Tried different variations of this, but the fly machine won’t start with errors like containerboot: No such file or directory, and the export does not work either does 'export' exist and is it executable?

I was able to get it to work with:

[processes]
    app = "/usr/bin/env PATH=$PATH:/usr/local/bin /usr/local/bin/containerboot"
1 Like

This worked! I love you @jtdowney, was very frustrated with this :grimacing:

Apologies, yes I was testing a few things (enabling IP forwarding via sysctl) in that command line and I didn’t copy it properly.

Aside from the syntax error in the post, obviously it will need to execute in a shell environment to set the environment variable with export. The correct line was:

[processes]
    app = "sh -c \"export PATH=$PATH:/usr/local/bin; containerboot\""

Or @jtdowney’s solution will work as well.
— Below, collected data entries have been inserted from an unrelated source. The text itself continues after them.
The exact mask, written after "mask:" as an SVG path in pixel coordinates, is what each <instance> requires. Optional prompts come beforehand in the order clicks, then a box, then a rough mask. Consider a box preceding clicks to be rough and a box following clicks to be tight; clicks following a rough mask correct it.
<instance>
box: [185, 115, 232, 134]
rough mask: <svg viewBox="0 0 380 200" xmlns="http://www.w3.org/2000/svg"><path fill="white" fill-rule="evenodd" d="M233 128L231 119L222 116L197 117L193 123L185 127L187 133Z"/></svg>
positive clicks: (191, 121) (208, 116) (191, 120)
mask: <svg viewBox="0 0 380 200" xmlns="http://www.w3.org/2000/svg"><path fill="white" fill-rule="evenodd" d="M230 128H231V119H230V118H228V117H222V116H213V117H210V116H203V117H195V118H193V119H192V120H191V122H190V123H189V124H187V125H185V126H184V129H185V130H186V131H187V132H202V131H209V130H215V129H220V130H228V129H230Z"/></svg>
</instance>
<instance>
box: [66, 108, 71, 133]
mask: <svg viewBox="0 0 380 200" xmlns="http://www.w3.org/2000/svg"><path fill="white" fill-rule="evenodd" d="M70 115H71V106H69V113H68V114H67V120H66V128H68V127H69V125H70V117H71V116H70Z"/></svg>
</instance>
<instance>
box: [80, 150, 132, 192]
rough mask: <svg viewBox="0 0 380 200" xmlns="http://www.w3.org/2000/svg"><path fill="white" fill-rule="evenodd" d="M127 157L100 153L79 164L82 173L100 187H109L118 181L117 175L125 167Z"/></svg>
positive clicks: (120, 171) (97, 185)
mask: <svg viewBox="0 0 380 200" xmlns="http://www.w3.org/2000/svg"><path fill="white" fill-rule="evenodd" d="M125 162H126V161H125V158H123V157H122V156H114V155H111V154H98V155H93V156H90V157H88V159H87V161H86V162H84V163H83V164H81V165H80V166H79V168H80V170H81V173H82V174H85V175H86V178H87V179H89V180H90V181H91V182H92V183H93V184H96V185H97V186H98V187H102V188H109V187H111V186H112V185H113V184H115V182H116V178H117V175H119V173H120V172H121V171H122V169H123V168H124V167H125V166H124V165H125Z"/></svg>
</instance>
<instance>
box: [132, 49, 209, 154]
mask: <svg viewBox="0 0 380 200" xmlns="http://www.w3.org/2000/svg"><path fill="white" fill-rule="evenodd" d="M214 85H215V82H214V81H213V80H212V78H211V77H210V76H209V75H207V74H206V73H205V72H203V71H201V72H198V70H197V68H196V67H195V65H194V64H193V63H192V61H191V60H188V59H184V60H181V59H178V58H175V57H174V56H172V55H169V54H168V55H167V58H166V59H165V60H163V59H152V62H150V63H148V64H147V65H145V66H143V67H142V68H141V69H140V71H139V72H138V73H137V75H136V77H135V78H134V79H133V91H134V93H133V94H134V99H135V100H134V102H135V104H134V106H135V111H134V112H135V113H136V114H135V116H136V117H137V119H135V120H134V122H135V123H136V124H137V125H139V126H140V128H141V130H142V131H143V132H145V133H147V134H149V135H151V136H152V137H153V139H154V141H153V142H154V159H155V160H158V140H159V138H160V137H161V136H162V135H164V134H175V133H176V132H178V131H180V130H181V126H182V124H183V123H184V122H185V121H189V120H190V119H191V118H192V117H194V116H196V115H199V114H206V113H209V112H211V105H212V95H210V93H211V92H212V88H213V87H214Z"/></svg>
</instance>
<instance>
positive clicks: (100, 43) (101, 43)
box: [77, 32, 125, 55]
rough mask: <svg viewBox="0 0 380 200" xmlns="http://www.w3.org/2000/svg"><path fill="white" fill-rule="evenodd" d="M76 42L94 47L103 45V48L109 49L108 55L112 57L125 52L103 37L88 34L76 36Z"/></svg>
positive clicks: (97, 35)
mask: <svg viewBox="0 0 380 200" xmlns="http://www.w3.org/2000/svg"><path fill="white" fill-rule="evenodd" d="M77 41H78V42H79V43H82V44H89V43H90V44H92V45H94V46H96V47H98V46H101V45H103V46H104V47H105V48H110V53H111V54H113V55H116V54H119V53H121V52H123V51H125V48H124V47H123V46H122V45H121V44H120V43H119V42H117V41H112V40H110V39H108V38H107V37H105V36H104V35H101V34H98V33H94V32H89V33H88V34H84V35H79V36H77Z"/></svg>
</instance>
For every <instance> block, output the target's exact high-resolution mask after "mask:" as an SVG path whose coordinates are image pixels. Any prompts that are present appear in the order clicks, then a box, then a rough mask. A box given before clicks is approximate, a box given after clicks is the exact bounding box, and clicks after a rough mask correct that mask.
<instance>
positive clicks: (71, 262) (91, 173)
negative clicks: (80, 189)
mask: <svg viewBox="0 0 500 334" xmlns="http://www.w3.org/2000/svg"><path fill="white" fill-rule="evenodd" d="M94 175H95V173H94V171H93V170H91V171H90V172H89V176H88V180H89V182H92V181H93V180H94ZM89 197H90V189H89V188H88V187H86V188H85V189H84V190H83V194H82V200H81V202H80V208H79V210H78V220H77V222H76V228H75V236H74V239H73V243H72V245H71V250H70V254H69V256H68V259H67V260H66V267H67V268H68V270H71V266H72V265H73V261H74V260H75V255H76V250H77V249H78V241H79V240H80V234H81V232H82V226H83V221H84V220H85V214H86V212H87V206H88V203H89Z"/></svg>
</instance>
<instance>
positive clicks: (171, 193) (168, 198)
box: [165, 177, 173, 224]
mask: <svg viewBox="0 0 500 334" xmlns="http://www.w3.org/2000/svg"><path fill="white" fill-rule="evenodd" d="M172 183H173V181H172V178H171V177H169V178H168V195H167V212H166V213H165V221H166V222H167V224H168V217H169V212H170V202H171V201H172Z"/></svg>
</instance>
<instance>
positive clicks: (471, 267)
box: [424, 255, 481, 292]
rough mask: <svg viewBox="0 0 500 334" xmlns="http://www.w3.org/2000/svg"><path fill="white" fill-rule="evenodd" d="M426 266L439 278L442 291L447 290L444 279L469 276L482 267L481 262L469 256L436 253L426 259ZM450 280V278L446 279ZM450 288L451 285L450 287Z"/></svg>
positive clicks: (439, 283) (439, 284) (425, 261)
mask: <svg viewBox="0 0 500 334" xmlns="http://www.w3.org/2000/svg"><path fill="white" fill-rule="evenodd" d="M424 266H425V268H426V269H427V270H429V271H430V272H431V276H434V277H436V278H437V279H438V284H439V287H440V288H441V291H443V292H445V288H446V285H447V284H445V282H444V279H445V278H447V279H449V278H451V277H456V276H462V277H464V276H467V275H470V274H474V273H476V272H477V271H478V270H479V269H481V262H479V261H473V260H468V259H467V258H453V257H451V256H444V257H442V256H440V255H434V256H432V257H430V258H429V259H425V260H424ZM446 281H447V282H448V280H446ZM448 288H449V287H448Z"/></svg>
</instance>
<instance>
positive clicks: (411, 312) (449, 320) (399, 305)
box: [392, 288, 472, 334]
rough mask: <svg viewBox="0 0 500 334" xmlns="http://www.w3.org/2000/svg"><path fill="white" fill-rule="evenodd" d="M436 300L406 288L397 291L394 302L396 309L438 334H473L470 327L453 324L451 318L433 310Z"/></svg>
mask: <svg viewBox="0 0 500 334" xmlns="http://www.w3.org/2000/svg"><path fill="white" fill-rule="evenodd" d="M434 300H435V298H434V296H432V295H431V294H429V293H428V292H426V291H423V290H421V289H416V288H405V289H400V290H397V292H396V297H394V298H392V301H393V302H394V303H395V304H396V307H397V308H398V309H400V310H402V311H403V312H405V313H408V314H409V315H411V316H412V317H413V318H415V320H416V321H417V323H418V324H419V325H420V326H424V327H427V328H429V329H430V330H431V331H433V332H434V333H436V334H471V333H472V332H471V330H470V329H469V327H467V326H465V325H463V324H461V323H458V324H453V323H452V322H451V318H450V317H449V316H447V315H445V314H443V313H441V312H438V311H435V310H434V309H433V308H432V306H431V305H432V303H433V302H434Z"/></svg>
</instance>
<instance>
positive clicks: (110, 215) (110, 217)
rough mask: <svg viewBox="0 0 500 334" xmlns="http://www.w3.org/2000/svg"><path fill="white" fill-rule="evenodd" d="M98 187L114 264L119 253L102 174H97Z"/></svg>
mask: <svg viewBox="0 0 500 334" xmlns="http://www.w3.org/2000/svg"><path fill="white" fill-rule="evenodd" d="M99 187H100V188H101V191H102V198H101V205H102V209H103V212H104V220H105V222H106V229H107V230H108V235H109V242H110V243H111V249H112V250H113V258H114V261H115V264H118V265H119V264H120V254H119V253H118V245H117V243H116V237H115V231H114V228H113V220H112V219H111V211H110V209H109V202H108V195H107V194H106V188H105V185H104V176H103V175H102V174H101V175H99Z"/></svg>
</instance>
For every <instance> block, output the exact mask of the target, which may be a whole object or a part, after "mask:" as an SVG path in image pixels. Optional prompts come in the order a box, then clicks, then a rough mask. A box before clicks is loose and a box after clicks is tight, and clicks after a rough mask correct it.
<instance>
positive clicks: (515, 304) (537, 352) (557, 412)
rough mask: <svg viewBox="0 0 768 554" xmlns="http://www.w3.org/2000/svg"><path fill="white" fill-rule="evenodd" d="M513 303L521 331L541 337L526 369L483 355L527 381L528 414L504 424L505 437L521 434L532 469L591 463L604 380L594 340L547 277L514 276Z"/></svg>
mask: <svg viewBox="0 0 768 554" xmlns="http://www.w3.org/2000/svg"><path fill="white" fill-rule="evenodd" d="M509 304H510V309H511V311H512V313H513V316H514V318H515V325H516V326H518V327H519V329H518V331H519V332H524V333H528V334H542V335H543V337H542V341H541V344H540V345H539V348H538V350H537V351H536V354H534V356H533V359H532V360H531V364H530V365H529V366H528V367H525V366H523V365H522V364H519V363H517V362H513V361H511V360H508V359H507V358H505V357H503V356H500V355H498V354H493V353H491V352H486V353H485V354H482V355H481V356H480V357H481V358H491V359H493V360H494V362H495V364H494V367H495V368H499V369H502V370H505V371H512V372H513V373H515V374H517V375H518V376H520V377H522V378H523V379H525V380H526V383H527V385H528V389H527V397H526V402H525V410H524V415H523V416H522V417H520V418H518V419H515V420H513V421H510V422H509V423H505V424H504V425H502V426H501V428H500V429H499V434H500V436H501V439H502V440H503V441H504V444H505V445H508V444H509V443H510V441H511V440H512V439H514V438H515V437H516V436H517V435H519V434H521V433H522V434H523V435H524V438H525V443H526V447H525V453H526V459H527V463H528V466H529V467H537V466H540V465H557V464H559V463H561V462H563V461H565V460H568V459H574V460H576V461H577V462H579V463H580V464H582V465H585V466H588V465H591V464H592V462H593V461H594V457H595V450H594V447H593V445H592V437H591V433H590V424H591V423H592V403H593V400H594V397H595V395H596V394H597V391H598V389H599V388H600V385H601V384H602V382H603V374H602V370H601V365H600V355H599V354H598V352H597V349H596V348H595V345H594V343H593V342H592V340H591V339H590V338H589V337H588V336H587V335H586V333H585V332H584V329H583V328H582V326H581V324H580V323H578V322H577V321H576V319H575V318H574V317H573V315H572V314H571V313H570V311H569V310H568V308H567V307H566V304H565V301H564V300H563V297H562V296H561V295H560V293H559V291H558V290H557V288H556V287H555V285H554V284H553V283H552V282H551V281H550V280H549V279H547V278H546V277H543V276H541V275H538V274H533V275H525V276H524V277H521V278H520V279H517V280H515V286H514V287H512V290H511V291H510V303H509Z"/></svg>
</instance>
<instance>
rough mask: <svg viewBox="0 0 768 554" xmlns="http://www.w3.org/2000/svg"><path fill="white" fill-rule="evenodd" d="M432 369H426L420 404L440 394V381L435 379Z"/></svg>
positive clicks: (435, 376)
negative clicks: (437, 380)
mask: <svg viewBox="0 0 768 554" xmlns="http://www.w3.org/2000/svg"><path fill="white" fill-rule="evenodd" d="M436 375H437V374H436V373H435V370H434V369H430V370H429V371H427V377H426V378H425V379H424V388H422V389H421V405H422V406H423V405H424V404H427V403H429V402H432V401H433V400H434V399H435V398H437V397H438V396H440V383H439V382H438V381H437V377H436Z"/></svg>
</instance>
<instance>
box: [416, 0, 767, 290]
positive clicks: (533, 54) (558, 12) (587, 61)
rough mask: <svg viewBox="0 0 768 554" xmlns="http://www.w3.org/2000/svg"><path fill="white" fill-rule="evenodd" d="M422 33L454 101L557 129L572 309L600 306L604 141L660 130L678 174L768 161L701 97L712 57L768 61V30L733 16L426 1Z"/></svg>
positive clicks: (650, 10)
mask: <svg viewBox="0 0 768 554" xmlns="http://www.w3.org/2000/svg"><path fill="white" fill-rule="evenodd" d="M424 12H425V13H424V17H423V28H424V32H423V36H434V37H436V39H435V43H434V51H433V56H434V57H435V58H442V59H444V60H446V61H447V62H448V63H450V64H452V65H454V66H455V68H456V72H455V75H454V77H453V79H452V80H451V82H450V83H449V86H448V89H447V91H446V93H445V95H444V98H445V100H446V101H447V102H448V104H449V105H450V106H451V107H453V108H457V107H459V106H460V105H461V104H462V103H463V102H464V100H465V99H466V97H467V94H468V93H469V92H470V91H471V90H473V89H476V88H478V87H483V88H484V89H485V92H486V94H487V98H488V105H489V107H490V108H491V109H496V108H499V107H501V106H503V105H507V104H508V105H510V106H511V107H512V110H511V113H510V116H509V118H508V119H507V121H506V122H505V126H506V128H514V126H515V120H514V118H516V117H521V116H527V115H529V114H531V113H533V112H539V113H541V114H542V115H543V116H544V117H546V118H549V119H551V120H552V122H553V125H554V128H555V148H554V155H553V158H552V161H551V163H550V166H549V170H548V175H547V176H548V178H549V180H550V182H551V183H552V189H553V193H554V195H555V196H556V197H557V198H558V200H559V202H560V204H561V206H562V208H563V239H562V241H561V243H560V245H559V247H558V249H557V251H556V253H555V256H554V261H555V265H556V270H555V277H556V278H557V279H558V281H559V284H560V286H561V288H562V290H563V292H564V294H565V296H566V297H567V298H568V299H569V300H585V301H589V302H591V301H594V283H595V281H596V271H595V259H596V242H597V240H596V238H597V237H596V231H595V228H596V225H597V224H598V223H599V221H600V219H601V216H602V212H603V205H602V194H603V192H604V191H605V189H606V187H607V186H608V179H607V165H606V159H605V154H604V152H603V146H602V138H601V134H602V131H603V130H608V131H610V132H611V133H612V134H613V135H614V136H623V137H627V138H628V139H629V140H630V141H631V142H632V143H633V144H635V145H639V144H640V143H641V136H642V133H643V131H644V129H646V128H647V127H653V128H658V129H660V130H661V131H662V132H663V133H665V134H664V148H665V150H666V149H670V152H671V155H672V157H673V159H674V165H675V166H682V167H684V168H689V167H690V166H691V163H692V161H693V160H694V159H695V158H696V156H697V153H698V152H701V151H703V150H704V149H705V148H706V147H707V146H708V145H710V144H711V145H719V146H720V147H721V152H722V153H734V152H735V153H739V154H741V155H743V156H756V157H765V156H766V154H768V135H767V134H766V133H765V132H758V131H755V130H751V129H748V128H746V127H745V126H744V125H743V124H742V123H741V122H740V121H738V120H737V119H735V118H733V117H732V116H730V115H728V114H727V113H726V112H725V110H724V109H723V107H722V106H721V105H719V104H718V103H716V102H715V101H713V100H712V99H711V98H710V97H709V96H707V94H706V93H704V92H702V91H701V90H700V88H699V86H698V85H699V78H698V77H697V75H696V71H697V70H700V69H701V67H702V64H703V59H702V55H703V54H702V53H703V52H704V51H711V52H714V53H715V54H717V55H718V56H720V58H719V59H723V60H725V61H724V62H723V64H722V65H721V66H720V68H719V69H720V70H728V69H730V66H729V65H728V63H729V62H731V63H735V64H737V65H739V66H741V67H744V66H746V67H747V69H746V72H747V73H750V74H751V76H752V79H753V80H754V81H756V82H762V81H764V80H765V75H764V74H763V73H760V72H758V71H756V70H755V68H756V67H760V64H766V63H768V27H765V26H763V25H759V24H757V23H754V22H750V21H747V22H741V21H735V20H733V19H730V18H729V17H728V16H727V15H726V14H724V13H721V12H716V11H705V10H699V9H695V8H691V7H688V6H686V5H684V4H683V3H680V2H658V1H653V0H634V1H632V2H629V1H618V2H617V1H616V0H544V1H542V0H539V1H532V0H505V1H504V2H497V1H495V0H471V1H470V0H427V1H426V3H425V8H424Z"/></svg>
I’ll fix up the main post once I figure out how to edit it :sweat_smile:

Thanks, this works now @cs1 ! I’ve done all thats instructed, though I didn’t remove the existing public ipv4/ipv6 from the fly machine. I can ping the machine from a different tailscale enabled device. How can I establish a connection from the tailscaled fly machine (hasura) to another tailscaled machine (postgres on crunchybridge)? If I ping the crunchy machine from my fly machine, I’m not getting anything back.

No worries!

I don’t want to get too far in the weeds with Tailscale stuff here as it can get complicated - and from your description it’s not exactly what we’ve set out to do here, but I would just check that you have an appropriate ACL allowing your hasura<>crunchybridge network communication.

Were you able to get this to work? I’m having trouble reasoning how that would be possible without ruining tailscale on the machine.

Right now we run tailscale on each machine but there are some downsides and using the subnet routing gets us closer to the ideal.

Namely I’d like to not have to bundle tailscale with each deployment. Or even better, I’d rather not rely on tailscale at all for critical infrastructure.

We can use magicdns but the machine name changes each time so password managers end up being a bit worthless. The ephemeral TS nodes make it unclear which one we should connect to. I know we can clean up those after but that adds complexity to an already complex set up. If we ran a single machine, allowed for downtime, and cleaned up the ephemeral node in TS, perhaps it could work but that’s far from ideal.

Once I found the Shortcuts guide in the tailscale docs I was able to make it a little less annoying on macos. Not so much on my android phone though. Edit: missed --state=mem: flag the first time around on this. This makes cleaning up ephemeral nodes via tailscale logout much easier.

We run a PWA so a stable domain and HTTPS would mean we wouldn’t have to reinstall the staging app on each deploy.

Crunchy bridge worked well for us for our MVP but looking forward to Supabase managed solution so we don’t have to use Tailscale for that connection.

@cs1 thanks for this. Works great. Certs + DNS would make this a killer feature for us. Would happily pay for a turn key solution. I noticed a recent post from fly staff for adding DNS resolution via an env var but unclear if it’s useful in this situation.

The addition of dnsproxy here seems helpful tailscale-router/start.sh at main · fly-apps/tailscale-router · GitHub. With that I bet we could use split DNS with .flycast.

1 Like

I played around with this a bit more. Setting --state=mem: flag on tailscaled and --hostname=${FLY_APP_NAME} creates a nice and stable hostname on the tailnet. However the TTL on magicDNS is 10 minutes so unfortunately it’s not a great solution if DNS is desired.

Here’s an interesting workaround: fly proxy 8080:8080 and tailscale serve http://localhost:8080 will give you a stable hostname with https. This could work for temporary scenarios and at least allows for the installation of the PWA.

FYI since it appears this post refers to the “Legacy” permissions, turning on the “Device” permissions doesn’t really make sense anymore RE OAuth clients; for those who are wondering, the translation to the “New” permissions by looking at the list of scopes and the API endpoints they correspond to are auth_keys, devices:core, devices:posture_attributes read/write for each. With that it works!